The plaques were cleared by using an insulin-regulating protein called PTP1B, which corresponding researcher and professor Nicholas Tonks discovered in 1988. The protein is a recognized target for treating obesity and type 2 diabetes: two risk factors for Alzheimer’s.

The researchers found that giving mice inhibiting drugs resulted in the harmful plaques being removed from their brains.

“The goal is to slow Alzheimer’s progression and improve quality of life of the patients,” Tonks said in a statement.

Mouse maze

It’s unclear how many mice were tested, but all of the subjects were 12-to-13 months old.
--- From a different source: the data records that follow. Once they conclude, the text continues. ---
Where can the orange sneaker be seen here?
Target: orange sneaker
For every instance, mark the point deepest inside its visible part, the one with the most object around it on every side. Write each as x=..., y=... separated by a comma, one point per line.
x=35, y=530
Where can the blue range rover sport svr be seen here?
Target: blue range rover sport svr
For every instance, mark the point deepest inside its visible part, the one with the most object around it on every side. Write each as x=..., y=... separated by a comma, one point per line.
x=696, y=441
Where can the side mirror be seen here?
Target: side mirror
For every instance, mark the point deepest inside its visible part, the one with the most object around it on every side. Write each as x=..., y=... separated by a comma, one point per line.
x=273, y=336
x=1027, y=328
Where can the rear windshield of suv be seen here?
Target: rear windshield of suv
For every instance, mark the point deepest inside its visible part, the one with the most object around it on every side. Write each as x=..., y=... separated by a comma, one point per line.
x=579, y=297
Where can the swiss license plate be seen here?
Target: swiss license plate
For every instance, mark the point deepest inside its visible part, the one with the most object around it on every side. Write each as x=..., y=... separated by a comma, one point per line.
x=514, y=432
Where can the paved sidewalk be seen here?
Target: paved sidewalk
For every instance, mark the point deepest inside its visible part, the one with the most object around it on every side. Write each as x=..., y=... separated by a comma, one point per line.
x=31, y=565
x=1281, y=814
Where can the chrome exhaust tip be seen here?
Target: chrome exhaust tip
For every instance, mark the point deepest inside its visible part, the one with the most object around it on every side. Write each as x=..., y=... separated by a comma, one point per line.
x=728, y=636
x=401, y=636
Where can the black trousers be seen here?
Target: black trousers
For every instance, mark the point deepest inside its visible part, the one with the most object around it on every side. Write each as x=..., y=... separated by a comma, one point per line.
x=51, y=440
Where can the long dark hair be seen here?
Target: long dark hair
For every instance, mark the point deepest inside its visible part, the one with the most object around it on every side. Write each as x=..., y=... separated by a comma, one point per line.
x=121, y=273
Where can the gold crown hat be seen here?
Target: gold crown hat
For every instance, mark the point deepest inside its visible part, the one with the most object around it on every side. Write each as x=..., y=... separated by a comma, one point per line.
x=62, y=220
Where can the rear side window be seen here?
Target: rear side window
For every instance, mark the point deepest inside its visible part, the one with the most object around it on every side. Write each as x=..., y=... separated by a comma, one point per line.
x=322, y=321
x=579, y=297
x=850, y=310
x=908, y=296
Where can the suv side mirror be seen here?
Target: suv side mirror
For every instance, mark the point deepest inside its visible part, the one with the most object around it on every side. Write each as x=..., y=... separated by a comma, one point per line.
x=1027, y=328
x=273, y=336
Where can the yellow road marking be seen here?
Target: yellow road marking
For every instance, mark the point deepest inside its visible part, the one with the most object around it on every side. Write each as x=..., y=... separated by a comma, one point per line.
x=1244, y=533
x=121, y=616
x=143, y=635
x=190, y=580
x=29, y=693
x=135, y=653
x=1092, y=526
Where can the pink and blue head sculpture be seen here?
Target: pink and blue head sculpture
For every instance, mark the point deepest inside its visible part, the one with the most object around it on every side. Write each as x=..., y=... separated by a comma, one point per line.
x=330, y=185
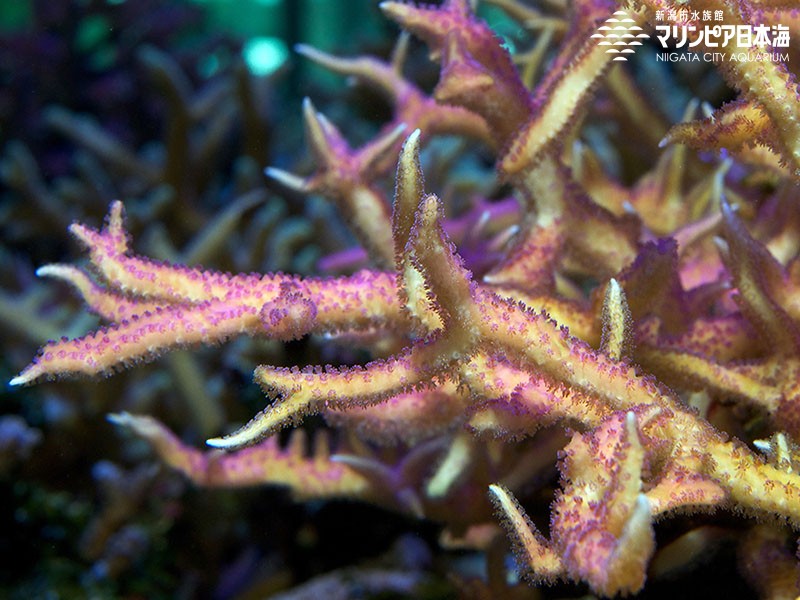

The animals were given the inhibitor DPM-1003 at a dose of five milligrams per kilogram of body weight twice a week.

The trial lasted for five weeks, during which the mice underwent a series of tests, including an object recognition test and a water maze.

The brains of the mice were then dissected to begin assessing levels of plaques.

A helpful finding

The findings revealed to the researchers how the PTP1B protein in the brain directly interacts with another protein known as spleen tyrosine kinase.

Spleen tyrosine kinase normally regulates the brain’s immune cells to clear out debris, like excess plaques.

“Over the course of the disease, these cells become exhausted and less effective,” graduate student Yuxin Cen explained.

“Our results suggest that PTP1B inhibition can improve [brain immune cell] function, clearing up amyloid beta plaques.”

A hopeful future

Tonks and his team are working with the pharmaceutical company DepYmed, Inc. to develop inhibitors.

He said that existing therapies for Alzheimer’s could be paired with the drugs.

The need for additional treatments is great, with cases of Alzheimer’s expected to nearly double by 2050.

“It’s a slow bereavement,” Tonks, whose mother lived with Alzheimer’s, recalled. “You lose the person piece by piece.”